Admit it, Cubs fans, part of you didn’t like the John Lackey deal, not after watching him pitch for the St. Louis Cardinals and hearing about his reputation with the Boston Red Sox.
Or at least Cubs Twitter didn’t automatically hail this as another genius move for Theo Epstein’s front office when Lackey’s two-year, $32 million agreement leaked before the winter meetings even started at the Opryland Hotel in Nashville, Tennessee.
But Lackey has been exactly what the Cubs needed, a snarling personality on the mound and a stabilizing presence in the middle of their rotation. Plus that big-game experience should come in handy for a team that will wake up 20 games over .500 on Memorial Day.
Lackey shut down the Philadelphia Phillies on Sunday afternoon at Wrigley Field, throwing seven innings in a 7-2 victory that completed a three-game sweep of a big-market team in the early stages of a full-scale rebuild.
“We’re pretty good,” Lackey said. “There’s still a long way to go, but the potential to do something special is there, for sure. We just got to keep our head down, keep working at it. Don’t celebrate anything too quick. Just keep grinding.”
There really wasn’t much suspense for the holiday-weekend crowd of 41,575. Lackey (5-2, 3.16 ERA) had a seven-run lead with two outs in the seventh inning when he gave up his first and only run – a homer to Tyler Goeddel – and that now makes him 8-for-10 in quality starts in a Cubs uniform.
Just look at how much the Cardinals have missed Lackey’s ability to eat up innings, beginning Sunday with a 4.48 rotation ERA that ranked 11th out of the National League’s 15 teams and now falling 9.5 games behind the Cubs in the division.

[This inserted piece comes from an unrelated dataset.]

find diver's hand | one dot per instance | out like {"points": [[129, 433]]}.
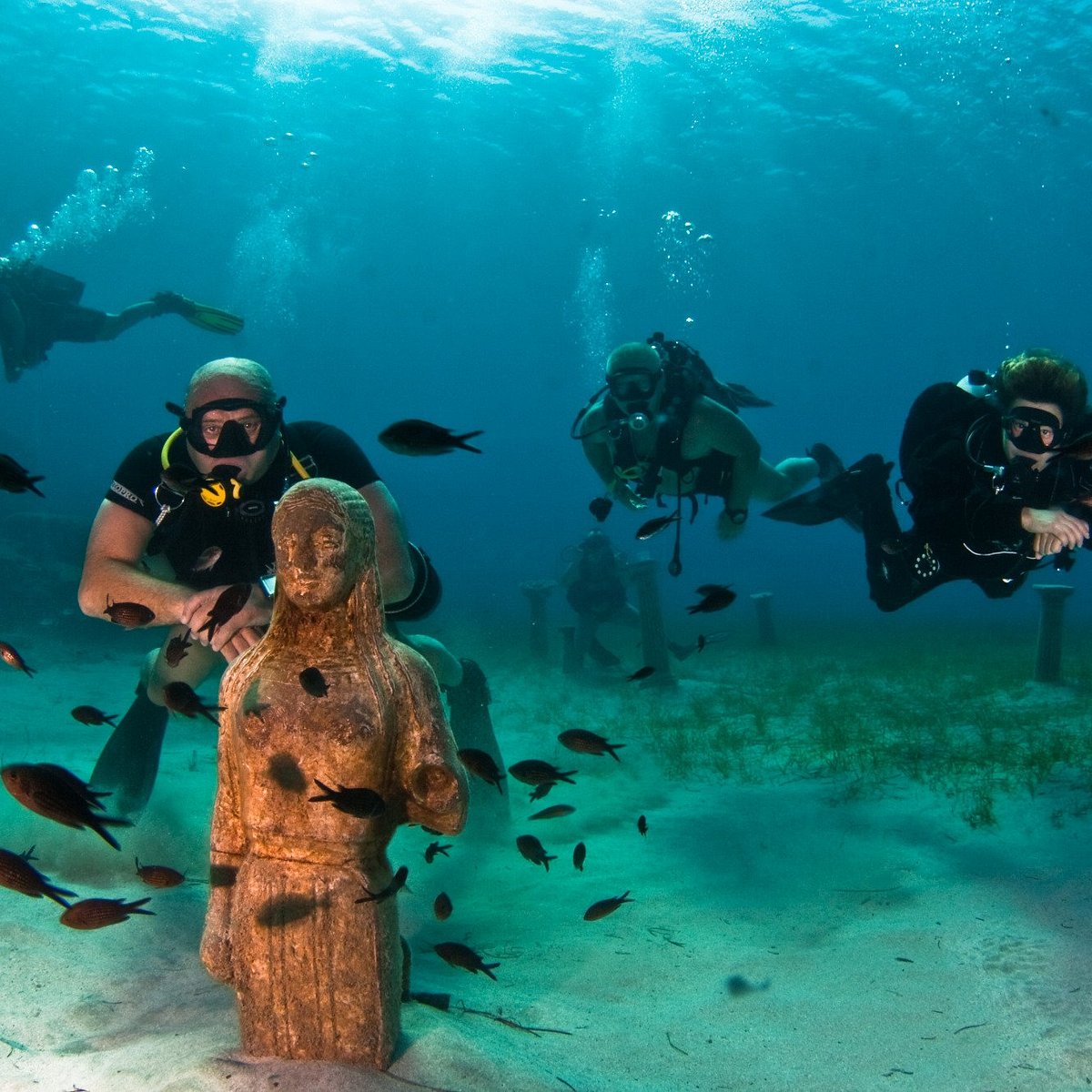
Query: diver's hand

The Cubs sensed the price of pitching would explode and pushed to close the deal with Lackey before Zack Greinke’s decision – and after David Price agreed to a seven-year, $217 million megadeal with Boston.
The Red Sox are a first-place team and Price has a 7-1 record – but with an ERA that’s still 5.34 after four straight quality starts and in a division that can be brutal for pitchers.
The Arizona Diamondbacks stunned the baseball world by signing Greinke to a six-year, $206.5 million contract and making a blockbuster trade for Shelby Miller, a pitcher the Cubs discussed in depth with the Atlanta Braves.
Greinke is underperforming (6-3, 4.71 ERA), Miller (1-6, 7.09 ERA) just went on the disabled list with a finger injury that sounds more like an excuse for a mental break and the Diamondbacks are fighting to stay out of last place.
These are only snapshots, but the Cubs feel very comfortable paying for Lackey’s age-37 and age-38 seasons, knowing how much he wants a third World Series ring.
“Johnny Lackey is one of those guys – when you grab a lead, he’s almost the perfect pitcher,” manager Joe Maddon, “because he treats every inning like it’s zero-zero, and he just keeps going after you.”